One of those smaller players was Inter-Island Tours, which spawned, and that too has been swallowed by ALG.

It was a diverse, competitive marketplace. The companies were all run by dedicated and creative entrepreneurs, each with enough charisma to keep a stable of employees working their hearts out to make the thing happen.

Part of the diversity of that marketplace was based on the fact that there were more airlines to partner with then, too.

The example of the airlines
When we talk about competitive marketplaces we should remember that competition is the one principle element that makes the marketplace work, according to Adam Smith, the originator of free market economics. If free markets are worth fighting for – and they are – this is why, because of competition.

On the other end of the scale, monopolies are not good for free markets. Not to say ALG is a monopoly, I’m not sure. But it is axiomatic that competition is essential for a healthy, functioning market.

Somehow that principle seems to have gotten lost in America. Thank Teddy Roosevelt for taking strong initiatives to protect markets from too much consolidation, too few players to keep the market healthy and competitive. He started the antitrust regulations that helped make the American economy the envy of the world.

Today when the airline executives go before Congress to explain why practically the entire United States airline market should be controlled by four corporations, they redefine the word “competition” to suit their agendas, and Congresspeople, apparently awestruck by the presence of airline CEOs, just nod their heads in reverent silence.

They tell Congress: You let the other airlines merge and now they are bigger than us, so you have to be fair and let us merge so we can be bigger than them. Then we can be more competitive.

But dear airline execs, it’s not about whether YOU can be more competitive, it’s whether the marketplace is competitive. That means more players, not fewer. I don’t know very many flyers who think the U.S. is better off with fewer airlines. Airline shareholders may like it. I don’t know too many flyers who do.

How much is too much power?
So what happens when one company gets an inordinate share of a market? It just follows that when there is no competition, you do what you want. You set prices at “whatever the market will bear,” but if your customers don’t have an alternative, well…

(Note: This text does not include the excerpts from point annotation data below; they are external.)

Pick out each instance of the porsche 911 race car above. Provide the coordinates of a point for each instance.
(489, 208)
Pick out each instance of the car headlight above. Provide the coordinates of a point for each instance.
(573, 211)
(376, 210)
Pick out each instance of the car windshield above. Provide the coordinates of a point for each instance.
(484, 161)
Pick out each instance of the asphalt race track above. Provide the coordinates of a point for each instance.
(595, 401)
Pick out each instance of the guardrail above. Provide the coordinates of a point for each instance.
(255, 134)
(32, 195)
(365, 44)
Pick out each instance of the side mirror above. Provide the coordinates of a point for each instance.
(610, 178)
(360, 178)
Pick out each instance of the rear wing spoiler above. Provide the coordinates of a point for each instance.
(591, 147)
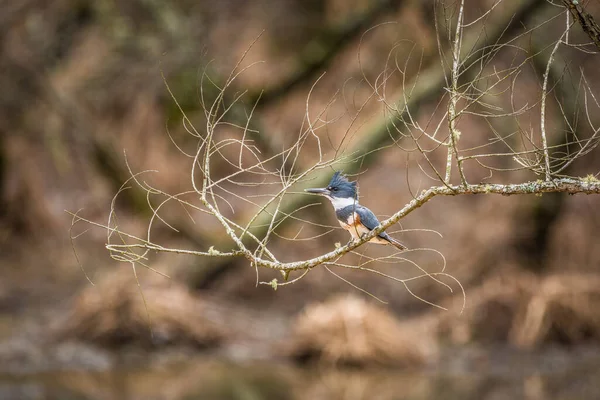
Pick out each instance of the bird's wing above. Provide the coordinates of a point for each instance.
(367, 218)
(370, 221)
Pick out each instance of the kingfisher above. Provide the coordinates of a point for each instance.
(356, 219)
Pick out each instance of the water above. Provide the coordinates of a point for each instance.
(461, 374)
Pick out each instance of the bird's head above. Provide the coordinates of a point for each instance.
(339, 188)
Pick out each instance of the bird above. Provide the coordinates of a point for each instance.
(355, 218)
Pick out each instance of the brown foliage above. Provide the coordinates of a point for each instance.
(113, 314)
(351, 331)
(528, 311)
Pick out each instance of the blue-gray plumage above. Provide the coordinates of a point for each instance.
(356, 219)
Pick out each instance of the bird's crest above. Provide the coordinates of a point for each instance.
(340, 181)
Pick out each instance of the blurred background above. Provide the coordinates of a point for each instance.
(82, 85)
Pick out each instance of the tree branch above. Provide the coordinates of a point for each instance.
(585, 20)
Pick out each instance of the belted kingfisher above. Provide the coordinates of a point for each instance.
(356, 219)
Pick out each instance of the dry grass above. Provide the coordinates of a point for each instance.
(348, 330)
(528, 311)
(113, 314)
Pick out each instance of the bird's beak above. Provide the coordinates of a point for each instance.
(321, 191)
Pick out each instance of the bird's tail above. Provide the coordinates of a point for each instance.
(397, 244)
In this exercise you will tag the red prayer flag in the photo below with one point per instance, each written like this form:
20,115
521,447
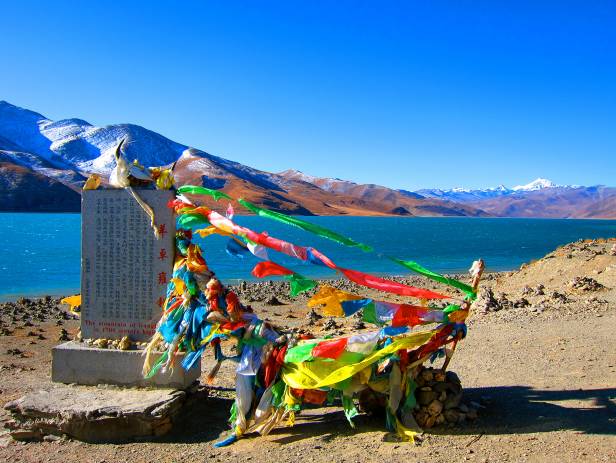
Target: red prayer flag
389,286
330,349
268,268
408,315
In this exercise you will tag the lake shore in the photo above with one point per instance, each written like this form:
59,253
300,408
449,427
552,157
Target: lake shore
537,357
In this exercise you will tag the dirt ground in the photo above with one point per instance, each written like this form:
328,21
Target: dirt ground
539,357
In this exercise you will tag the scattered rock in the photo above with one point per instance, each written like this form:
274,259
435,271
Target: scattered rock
585,284
273,300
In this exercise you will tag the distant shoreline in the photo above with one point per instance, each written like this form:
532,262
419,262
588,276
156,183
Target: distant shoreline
384,216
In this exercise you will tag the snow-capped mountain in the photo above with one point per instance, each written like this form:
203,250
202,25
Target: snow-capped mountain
538,184
469,195
78,145
66,151
43,164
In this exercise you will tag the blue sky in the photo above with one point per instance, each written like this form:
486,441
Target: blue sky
408,94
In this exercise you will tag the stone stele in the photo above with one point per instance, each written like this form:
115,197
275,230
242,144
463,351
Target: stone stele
124,274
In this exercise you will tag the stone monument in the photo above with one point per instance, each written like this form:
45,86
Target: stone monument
125,269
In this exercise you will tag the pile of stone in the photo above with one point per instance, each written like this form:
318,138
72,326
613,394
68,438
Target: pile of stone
26,312
585,284
439,399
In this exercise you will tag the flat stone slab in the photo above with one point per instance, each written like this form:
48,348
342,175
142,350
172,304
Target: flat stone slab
95,414
76,363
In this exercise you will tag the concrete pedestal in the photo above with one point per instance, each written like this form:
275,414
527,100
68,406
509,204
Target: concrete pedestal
73,362
98,414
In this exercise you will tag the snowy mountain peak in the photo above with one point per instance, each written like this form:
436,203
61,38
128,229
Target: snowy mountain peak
535,185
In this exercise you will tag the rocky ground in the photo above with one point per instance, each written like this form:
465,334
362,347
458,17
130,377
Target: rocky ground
538,368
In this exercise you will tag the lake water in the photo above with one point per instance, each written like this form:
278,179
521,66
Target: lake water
41,252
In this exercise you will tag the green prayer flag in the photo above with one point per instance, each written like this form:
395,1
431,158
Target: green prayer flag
191,220
201,190
300,353
299,284
307,226
415,267
349,409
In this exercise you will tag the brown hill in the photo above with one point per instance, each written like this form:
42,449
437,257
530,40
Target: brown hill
567,202
293,194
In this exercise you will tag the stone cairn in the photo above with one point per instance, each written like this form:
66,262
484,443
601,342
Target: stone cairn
439,399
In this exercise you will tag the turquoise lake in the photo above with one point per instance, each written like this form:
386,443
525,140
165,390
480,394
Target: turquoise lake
41,252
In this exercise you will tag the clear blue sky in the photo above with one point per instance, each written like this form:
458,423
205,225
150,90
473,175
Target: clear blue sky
408,95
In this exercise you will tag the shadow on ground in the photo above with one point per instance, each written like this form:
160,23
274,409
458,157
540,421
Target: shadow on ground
509,410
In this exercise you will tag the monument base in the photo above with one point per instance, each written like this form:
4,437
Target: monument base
98,414
75,363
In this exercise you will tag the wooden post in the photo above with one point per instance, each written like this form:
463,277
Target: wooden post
477,272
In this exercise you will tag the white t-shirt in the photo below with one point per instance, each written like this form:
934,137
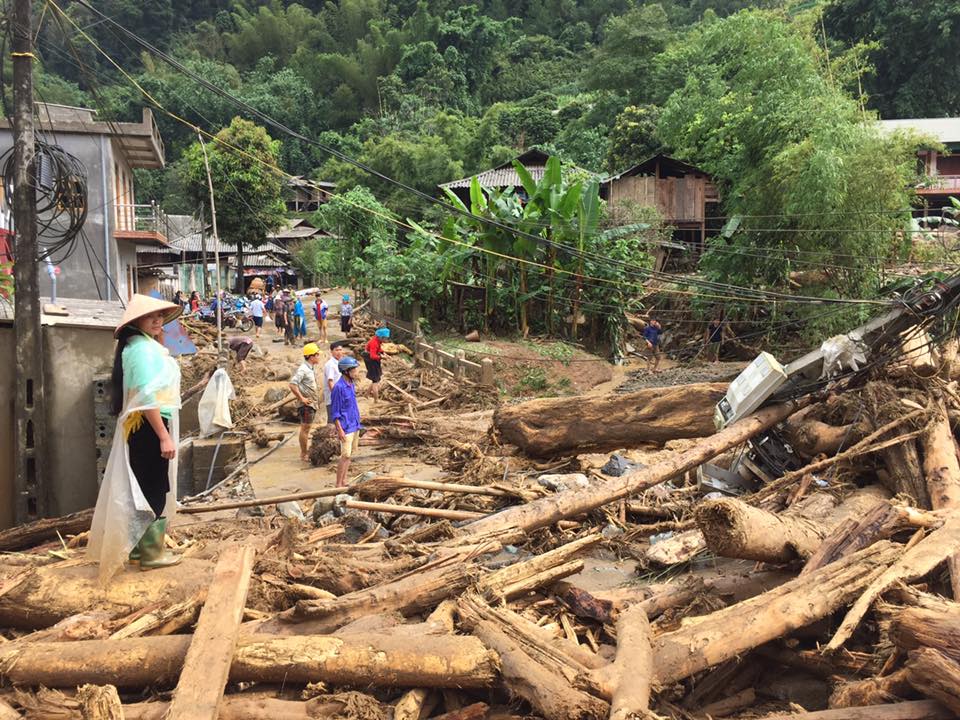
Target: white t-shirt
305,379
331,371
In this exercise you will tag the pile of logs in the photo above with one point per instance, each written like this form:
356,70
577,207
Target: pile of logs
832,591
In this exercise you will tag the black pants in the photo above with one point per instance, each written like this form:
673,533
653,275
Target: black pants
148,467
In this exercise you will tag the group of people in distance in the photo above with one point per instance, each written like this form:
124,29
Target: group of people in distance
340,374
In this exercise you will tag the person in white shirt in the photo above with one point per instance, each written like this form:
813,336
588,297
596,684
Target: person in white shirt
331,373
256,312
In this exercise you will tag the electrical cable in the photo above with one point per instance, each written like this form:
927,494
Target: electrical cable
450,208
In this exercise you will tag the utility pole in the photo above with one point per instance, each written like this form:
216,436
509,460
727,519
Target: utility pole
216,250
30,488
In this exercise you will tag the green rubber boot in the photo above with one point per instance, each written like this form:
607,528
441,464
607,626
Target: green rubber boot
153,553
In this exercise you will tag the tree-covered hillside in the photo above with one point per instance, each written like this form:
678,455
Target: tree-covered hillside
431,90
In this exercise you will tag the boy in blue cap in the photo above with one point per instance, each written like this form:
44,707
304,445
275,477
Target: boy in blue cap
372,354
345,415
346,315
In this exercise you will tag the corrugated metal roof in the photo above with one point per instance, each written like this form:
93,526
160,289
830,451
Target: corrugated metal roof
946,130
498,177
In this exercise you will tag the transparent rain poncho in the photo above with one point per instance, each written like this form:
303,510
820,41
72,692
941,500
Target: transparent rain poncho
151,381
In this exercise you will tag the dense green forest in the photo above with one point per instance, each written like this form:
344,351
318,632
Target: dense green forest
432,90
773,97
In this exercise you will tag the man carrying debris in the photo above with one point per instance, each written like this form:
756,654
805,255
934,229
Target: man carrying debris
320,310
331,375
372,354
346,415
303,385
346,315
651,334
257,310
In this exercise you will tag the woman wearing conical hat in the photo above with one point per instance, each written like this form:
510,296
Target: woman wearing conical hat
138,492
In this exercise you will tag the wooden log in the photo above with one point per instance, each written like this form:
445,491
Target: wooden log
205,671
941,469
681,548
535,571
34,533
721,708
741,627
632,668
549,510
912,710
811,437
164,620
244,707
733,528
99,702
373,659
531,669
871,691
411,705
916,562
935,675
549,427
414,592
54,592
412,510
937,627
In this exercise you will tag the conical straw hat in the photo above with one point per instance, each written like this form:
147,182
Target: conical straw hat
142,305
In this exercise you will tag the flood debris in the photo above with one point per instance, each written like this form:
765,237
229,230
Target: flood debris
819,582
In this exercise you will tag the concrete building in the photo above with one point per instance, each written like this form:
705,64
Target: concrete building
79,349
115,224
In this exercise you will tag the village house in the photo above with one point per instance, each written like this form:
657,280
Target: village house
683,194
503,176
115,224
303,196
939,170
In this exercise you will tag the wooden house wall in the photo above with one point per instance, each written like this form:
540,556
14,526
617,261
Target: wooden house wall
677,199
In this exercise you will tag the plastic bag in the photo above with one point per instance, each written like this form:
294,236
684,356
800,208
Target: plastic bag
122,513
842,352
213,411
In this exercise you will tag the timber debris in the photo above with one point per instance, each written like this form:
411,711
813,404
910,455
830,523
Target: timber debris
800,562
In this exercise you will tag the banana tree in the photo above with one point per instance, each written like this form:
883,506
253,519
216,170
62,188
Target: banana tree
496,242
562,213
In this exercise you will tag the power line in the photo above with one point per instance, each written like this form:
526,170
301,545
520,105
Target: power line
450,208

Yes, you have to keep your customers happy, to an extent. But if it is a captive market, you only really have to give lip service to customer care, because your customers don’t have a competitor down the street they can go to. I refer you again to the airlines.

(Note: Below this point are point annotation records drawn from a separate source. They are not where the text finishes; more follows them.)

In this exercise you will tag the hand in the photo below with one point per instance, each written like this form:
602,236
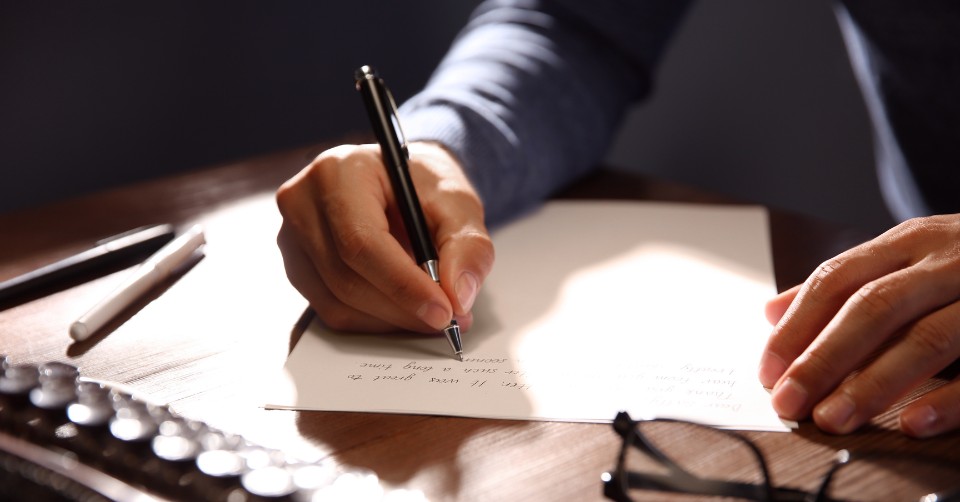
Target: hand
344,245
889,308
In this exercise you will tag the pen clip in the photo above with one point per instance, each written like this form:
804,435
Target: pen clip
395,118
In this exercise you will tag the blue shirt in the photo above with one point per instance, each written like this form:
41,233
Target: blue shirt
531,93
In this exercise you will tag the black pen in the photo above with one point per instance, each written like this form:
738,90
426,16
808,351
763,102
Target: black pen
382,110
106,251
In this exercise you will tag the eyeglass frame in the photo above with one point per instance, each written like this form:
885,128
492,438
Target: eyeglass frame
618,483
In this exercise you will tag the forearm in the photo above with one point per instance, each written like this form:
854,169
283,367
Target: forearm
529,96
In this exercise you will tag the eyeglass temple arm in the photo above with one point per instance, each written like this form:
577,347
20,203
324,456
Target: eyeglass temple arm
716,488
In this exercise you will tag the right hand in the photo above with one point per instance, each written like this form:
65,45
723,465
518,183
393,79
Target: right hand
344,245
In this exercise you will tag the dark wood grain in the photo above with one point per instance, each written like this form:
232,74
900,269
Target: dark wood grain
210,339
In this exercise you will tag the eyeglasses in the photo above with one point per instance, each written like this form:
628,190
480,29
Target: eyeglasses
663,456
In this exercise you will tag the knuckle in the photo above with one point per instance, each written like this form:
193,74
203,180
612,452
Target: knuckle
875,299
933,337
828,273
817,365
353,241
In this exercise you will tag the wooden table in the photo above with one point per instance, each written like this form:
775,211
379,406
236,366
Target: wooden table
208,340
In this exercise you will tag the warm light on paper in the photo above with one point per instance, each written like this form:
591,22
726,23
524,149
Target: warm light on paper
592,307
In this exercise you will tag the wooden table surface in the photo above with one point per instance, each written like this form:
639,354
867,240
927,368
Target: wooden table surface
208,340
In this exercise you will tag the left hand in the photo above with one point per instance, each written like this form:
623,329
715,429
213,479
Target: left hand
869,326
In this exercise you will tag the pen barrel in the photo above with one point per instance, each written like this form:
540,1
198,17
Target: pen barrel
378,105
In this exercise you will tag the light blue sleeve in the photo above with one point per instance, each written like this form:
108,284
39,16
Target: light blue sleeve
530,95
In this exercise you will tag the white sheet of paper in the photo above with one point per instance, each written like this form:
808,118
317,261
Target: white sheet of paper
592,307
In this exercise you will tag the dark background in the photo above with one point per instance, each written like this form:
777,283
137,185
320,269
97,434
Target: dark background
755,99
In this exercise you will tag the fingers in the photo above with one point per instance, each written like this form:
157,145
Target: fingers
344,246
928,346
778,305
935,413
867,328
463,242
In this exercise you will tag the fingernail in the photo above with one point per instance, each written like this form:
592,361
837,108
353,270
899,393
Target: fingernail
771,369
466,289
836,413
789,399
434,315
919,421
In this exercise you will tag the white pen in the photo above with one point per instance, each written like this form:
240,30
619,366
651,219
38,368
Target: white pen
148,275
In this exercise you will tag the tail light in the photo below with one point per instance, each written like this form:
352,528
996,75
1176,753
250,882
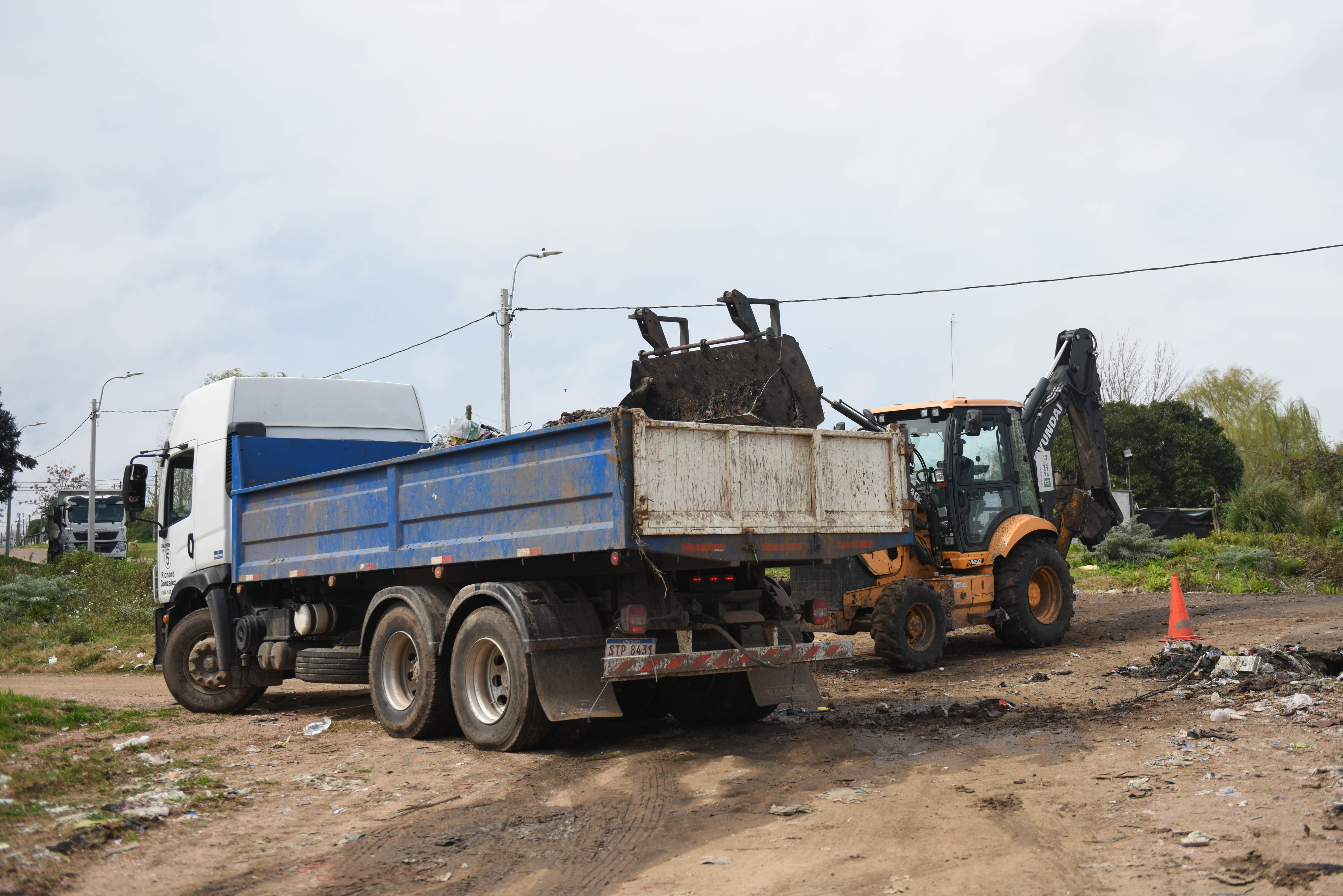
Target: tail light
816,612
633,620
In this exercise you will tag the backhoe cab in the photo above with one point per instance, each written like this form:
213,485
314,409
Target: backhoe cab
993,526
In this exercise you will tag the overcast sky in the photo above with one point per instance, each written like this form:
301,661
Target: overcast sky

It takes the threat of congressional action to get them to take steps to improve customer relations.

Too big to fail?
So getting back to the vacation packaging market, which has lagged behind the airline industry in the move toward consolidation, it’s hard to imagine that the same principles will not apply in this market as in other markets.

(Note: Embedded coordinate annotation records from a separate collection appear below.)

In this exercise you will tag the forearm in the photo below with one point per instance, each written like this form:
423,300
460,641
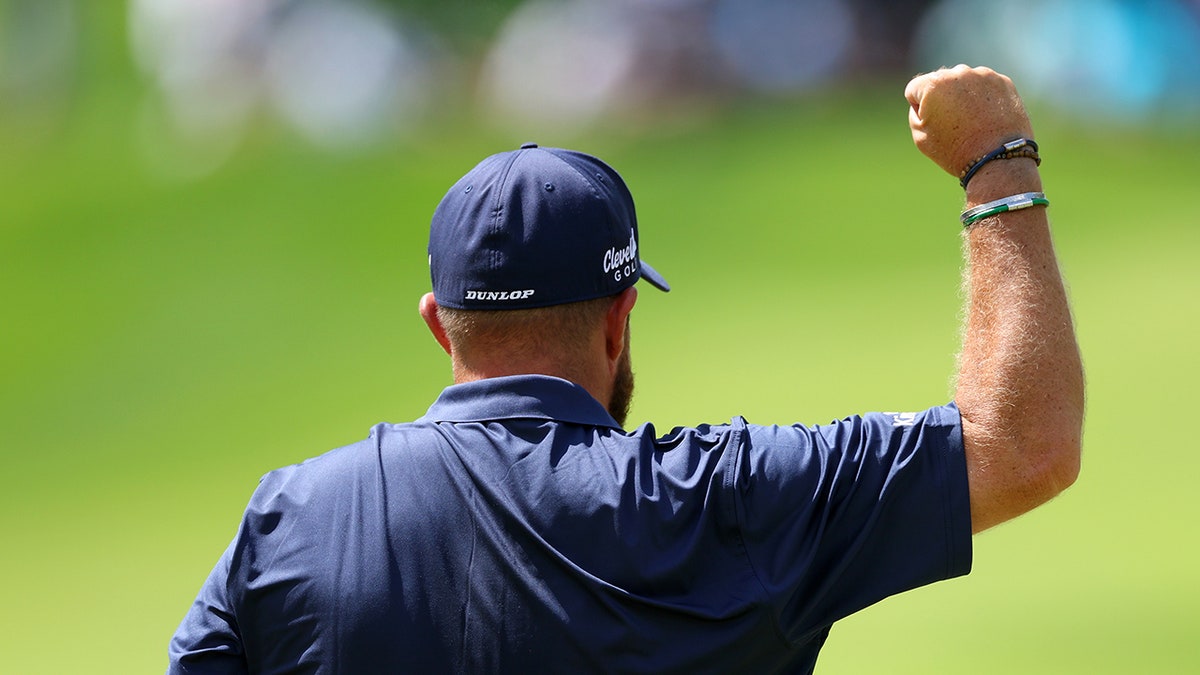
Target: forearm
1020,383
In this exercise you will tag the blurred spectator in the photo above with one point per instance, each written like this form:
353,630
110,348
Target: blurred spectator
340,72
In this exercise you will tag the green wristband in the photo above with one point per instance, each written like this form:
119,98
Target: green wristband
1014,203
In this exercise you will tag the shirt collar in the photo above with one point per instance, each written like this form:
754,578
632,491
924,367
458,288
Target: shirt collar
537,396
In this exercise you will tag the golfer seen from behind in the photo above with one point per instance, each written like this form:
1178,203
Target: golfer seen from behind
519,527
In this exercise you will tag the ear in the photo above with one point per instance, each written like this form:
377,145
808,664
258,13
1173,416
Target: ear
430,314
616,324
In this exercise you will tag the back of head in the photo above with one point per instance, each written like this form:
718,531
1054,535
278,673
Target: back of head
535,227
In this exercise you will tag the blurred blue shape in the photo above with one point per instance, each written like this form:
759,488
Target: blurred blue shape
1103,59
780,46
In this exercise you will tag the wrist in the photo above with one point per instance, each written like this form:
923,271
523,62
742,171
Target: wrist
996,180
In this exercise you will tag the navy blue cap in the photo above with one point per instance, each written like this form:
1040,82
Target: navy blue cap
535,227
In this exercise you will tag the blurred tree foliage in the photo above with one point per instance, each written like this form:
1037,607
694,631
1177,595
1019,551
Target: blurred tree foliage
466,23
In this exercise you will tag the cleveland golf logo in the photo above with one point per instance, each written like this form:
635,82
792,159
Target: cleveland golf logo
498,294
622,262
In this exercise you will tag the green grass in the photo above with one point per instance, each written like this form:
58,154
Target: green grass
163,344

When one company dominates a market, it can throw around a lot of weight and to a large extent control its market. Now we see ALG, which is the channel for the lion’s share of Mexico and Caribbean vacationers, has eliminated Playa from its roster of choices for all those consumers.

Some staunch supporters of Playa, brand loyalists, will blow off ALG and find a way to stick with Playa. But most will not go to the trouble. ALG can drive a huge amount of business away from Playa by making that single move.

Why would they do that? What is their strategy and motivation?

Whatever it is, the point is that they can do that. There is a point at which a company becomes too powerful for the good of a healthy, competitive marketplace. Have we reached that point in vacation packaging? I would be inclined to say no. But will we? The wheel is still in spin.

This evolution with ALG is not sitting still. The company is moving rapidly, growing, spreading out, consolidating markets. The company is proudly pursuing an aggressive global strategy of growth. Already the biggest, it is driven to be bigger yet. What will be the end result for its customers, travel agent partners and the travel industry?  

A previous version of this story stated ALG was a public company, it has since been corrected.